No Brasil atual, sentimentos de indignação represados num limbo de desesperança se converteram em silêncio ensurdecedor diante dos "sacrifícios necessários para a retomada do crescimento econômico" ou até em algo como um rancor por que as panelas silenciaram; também em intolerância à diferença, inclusive de opinião; em ódio expressado como "defesa" das "pessoas de bem vítimas da inversão dos valores na sociedade". E no Estado corrompido, o descompasso entre o tempo da política (exercida por delinquentes) e o tempo da justiça (a qual a maioria já se sente órfã), tem potencializado, de modo crescente, a violência civil nas ruas, nos presídios, nas escolas, em todos os lugares.
Em tal cenário tem se fortalecido um mal-estar e divisão social descrentes no país. Com a Operação Carne Fraca, da Polícia Federal, é mister consolidar um consenso: a delinquência política não é comportamento "de praxe" só de réus representantes de um ou outro Poder do Estado. A carne está fraca, mas antes, por que a moral está assentada em valores anêmicos. E não há sintoma mais claro do que a rotina desta ou outra Operação exibir a força da epidemia da corruptibilidade que nos enfraquece como nação.
Em rodas de conversa ou nas redes sociais, falamos ou já escutamos que "os políticos não prestam". Mas, especialmente este contexto de politicalha instalada pode nos ensinar que os políticos, ou os fiscais agropecuários ou os gestores sem escrúpulos não são simplesmente "eles" (os outros), e sim, que estão entre nós. Não se trata aqui de diluir culpabilidades no contexto da cultura vigente, mas de desnaturalizar tal cultura frágil às corrupções e pensá-la em perspectiva de mudança. Sentimo-nos indignados, mas, do que somos dignos se os que elegemos ou selecionamos estão aí e são partes de um "nós"?
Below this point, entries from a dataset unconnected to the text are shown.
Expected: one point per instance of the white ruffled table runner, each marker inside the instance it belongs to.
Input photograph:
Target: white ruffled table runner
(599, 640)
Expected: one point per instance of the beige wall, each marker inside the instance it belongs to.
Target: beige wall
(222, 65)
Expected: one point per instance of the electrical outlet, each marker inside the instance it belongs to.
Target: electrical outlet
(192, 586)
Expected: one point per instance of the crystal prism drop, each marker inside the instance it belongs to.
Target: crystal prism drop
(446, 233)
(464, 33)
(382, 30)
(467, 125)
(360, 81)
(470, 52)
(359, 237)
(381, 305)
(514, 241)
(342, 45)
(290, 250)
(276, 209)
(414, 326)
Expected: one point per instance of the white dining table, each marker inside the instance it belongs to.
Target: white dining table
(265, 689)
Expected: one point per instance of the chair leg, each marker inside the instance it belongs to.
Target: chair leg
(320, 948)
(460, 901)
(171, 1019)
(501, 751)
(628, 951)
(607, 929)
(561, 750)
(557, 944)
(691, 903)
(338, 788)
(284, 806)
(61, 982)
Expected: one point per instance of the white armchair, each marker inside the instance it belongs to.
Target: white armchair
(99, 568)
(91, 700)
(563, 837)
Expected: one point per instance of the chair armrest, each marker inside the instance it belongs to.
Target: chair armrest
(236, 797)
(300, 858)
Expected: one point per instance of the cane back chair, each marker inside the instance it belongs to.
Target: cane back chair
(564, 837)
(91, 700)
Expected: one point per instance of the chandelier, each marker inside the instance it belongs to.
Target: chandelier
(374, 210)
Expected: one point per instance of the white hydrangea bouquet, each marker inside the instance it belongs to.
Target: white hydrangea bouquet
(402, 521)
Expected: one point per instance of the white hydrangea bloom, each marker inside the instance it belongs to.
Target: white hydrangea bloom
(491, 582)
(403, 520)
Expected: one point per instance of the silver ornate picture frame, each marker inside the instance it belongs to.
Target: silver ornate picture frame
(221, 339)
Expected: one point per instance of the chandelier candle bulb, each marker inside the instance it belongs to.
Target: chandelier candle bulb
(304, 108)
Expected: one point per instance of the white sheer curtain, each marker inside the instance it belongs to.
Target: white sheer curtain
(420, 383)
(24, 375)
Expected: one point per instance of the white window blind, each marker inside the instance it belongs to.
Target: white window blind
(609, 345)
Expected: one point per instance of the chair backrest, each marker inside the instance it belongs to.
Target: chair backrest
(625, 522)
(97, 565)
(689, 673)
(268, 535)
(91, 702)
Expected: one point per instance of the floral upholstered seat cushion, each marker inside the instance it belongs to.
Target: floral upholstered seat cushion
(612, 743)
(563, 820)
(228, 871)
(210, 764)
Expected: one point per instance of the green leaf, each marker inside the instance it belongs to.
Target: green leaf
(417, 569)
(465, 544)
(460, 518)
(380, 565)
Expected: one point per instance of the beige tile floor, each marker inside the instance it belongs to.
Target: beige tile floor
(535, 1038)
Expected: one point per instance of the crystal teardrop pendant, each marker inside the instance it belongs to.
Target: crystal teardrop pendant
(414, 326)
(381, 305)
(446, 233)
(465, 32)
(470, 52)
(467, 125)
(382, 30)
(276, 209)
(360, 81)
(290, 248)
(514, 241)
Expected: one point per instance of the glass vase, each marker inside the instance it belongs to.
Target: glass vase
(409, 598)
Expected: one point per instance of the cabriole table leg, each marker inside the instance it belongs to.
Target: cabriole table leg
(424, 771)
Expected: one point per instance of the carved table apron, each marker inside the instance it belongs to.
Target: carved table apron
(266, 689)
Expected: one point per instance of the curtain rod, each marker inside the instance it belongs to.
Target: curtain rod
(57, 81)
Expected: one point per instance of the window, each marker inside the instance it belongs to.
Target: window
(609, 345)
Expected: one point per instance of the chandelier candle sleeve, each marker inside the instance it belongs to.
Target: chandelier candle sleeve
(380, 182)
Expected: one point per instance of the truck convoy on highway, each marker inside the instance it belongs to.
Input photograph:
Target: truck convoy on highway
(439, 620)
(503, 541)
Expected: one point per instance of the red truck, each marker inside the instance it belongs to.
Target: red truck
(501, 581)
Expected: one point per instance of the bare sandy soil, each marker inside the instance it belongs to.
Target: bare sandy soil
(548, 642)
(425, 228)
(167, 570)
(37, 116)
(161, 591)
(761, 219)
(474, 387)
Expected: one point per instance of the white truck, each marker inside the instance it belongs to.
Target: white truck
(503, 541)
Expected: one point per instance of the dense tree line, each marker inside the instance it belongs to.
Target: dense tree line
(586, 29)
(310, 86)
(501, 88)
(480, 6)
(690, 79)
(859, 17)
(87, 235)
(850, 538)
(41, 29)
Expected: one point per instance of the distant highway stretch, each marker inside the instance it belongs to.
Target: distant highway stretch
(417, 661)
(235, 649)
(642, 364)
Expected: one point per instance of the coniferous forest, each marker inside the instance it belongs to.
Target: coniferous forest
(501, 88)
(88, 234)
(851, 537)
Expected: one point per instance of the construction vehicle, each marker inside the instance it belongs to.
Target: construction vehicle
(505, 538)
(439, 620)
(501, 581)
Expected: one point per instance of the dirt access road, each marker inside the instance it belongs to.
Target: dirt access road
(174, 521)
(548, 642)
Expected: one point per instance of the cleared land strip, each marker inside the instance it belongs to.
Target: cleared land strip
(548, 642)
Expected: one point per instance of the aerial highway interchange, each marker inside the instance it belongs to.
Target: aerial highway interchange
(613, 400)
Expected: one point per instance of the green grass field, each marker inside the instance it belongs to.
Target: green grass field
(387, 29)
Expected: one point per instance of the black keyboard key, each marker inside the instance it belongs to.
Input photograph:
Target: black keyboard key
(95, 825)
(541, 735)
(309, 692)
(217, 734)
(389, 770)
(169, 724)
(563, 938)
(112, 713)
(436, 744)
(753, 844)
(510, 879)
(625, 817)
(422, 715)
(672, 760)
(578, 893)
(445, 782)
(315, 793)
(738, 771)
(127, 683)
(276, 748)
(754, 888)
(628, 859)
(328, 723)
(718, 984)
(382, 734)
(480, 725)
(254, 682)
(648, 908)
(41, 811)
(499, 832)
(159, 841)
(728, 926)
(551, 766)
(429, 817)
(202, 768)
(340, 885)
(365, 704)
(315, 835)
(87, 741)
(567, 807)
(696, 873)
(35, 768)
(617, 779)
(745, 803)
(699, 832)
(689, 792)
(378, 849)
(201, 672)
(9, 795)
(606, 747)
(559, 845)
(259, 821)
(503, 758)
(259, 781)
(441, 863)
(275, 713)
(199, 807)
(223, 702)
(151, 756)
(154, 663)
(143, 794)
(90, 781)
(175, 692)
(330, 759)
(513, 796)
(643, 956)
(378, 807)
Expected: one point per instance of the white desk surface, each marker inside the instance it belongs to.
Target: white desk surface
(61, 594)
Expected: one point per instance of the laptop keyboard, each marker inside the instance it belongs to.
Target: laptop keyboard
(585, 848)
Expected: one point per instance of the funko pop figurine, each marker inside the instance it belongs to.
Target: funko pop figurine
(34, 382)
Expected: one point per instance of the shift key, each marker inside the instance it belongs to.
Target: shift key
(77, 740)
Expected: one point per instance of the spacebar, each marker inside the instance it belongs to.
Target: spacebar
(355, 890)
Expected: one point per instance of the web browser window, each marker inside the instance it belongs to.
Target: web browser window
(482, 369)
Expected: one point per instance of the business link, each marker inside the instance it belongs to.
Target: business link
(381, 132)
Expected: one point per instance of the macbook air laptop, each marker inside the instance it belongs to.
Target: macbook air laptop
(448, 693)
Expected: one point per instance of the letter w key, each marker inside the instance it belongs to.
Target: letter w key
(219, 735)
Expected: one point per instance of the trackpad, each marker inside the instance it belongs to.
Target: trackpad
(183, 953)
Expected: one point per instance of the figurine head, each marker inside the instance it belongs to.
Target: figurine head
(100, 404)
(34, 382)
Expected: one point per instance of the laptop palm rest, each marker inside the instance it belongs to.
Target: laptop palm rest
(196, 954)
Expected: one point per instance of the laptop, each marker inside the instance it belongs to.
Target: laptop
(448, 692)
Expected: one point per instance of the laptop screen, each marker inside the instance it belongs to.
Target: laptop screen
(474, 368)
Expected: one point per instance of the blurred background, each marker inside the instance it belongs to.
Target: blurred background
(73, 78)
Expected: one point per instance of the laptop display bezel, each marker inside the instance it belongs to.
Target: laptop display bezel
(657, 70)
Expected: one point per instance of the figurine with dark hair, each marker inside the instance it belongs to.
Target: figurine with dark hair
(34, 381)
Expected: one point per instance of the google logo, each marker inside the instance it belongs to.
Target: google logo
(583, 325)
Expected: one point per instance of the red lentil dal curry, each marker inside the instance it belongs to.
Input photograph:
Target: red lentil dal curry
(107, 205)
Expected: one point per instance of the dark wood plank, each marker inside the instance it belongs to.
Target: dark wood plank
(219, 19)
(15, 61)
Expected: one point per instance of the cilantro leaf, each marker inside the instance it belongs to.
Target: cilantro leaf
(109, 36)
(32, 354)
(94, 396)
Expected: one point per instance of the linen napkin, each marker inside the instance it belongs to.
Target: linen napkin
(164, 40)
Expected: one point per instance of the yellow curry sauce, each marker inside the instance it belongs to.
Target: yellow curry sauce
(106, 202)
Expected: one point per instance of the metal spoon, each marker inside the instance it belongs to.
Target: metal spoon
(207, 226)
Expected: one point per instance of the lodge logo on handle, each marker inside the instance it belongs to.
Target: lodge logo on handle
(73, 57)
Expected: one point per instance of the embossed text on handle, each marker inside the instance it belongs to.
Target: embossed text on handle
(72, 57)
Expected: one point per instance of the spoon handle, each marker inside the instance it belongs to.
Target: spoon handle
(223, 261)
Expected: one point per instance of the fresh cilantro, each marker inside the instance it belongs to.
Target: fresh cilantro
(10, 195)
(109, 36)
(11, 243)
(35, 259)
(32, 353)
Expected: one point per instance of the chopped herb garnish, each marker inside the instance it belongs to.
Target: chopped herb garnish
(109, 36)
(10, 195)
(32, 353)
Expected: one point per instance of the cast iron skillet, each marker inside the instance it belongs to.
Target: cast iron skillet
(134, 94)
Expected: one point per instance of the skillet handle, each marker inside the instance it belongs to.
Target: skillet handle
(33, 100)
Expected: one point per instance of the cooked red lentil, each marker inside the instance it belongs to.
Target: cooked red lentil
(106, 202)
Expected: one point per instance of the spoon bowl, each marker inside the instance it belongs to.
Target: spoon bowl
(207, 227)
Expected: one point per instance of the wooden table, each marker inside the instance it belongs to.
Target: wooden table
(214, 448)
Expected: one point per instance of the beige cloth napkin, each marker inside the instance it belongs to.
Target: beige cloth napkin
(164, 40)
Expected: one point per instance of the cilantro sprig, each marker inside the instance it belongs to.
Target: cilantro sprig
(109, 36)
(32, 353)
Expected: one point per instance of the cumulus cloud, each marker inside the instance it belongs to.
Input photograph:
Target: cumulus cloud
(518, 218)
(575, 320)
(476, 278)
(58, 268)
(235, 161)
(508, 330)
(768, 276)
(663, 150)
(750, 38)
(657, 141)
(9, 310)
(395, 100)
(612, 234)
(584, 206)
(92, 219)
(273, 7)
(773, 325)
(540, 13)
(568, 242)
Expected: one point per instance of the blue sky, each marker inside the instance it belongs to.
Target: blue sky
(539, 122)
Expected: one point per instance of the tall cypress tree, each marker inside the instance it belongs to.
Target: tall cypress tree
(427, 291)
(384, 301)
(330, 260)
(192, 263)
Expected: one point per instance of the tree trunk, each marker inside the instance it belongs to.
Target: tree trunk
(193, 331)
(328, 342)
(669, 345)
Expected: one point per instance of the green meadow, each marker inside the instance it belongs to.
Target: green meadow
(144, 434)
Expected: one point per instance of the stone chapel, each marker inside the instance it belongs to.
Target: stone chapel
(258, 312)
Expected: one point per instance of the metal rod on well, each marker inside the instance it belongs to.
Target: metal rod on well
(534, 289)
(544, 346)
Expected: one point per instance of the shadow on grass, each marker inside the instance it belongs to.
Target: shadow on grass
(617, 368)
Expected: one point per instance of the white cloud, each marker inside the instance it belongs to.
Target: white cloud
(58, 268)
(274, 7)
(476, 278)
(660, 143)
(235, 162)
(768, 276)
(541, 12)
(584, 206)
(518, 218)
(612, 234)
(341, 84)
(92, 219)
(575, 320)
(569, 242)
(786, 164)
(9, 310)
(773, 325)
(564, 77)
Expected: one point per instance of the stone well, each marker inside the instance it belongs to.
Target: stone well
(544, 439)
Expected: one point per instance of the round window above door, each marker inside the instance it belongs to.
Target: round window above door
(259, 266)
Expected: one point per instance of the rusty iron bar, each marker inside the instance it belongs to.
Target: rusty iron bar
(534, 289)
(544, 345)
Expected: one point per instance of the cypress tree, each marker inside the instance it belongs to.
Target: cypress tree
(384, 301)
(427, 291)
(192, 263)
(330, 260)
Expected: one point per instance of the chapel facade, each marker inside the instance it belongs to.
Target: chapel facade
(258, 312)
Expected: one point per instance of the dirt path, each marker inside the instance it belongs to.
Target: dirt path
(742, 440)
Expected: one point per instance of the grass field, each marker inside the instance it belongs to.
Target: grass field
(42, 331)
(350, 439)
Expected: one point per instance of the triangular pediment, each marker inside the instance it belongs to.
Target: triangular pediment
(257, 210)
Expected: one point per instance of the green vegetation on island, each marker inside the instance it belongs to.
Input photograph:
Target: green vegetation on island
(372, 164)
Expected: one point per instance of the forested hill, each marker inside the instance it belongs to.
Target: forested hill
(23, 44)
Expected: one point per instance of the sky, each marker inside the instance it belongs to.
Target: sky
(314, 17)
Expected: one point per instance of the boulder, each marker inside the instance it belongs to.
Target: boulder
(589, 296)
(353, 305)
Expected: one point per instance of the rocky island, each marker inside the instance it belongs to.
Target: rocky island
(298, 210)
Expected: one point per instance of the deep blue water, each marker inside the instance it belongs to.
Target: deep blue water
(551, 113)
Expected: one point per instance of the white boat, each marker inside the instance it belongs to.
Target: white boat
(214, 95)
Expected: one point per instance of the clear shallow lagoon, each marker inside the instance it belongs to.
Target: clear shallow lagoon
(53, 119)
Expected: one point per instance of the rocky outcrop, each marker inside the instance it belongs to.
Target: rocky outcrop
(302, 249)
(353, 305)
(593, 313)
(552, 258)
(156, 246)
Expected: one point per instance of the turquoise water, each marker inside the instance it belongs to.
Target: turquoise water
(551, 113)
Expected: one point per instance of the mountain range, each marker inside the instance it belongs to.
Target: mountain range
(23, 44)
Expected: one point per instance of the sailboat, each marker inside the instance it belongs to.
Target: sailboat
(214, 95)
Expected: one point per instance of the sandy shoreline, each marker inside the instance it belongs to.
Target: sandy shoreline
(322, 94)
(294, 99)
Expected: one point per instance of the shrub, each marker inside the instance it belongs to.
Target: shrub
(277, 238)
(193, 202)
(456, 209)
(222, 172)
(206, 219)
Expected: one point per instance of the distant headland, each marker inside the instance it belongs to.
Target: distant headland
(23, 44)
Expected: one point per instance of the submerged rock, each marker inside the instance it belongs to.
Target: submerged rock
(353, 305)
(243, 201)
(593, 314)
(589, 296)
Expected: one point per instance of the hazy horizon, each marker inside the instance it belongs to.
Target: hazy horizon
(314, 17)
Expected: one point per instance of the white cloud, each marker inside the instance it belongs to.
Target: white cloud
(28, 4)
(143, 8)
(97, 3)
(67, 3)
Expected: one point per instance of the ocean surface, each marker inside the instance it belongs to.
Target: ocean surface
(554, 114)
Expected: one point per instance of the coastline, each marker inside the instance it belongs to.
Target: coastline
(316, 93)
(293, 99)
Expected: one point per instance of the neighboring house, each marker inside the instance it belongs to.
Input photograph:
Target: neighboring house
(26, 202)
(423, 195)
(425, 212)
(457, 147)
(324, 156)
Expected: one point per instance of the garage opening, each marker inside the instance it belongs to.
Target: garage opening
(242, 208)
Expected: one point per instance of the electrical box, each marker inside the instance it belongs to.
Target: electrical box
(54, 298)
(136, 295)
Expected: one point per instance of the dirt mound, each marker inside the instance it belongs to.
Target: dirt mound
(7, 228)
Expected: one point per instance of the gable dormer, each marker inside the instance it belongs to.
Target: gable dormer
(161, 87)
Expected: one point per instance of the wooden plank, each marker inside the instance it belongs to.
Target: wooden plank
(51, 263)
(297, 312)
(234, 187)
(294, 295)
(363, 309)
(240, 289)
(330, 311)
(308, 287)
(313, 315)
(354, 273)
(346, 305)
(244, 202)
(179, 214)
Urge a cada um suspender a fala em terceira pessoa ("eles") se ela aponta para os outros e "faz esquecer" do agir reprovável "mas (...) que é pequeno", "é rapidinho", que "será só um pouquinho" e "ninguém irá ver". "O inferno são os outros" por que também são livres, mas, este excerto de Jean-Paul Sartre (1905-1980) não se refere só à impossibilidade de controlar o que o outro pensa, o que diz e o limite que impõe à nossa liberdade; também remete à nossa condição (não tão óbvia) de precisar do outro e de seu olhar para o conhecer-se e o poder agir eticamente. Sejamos "eu", "tu", "ele" a medida do que esperamos para "nós", para "eles". Nunca haverá um novo país se sempre reproduzirmos a mesma cultura.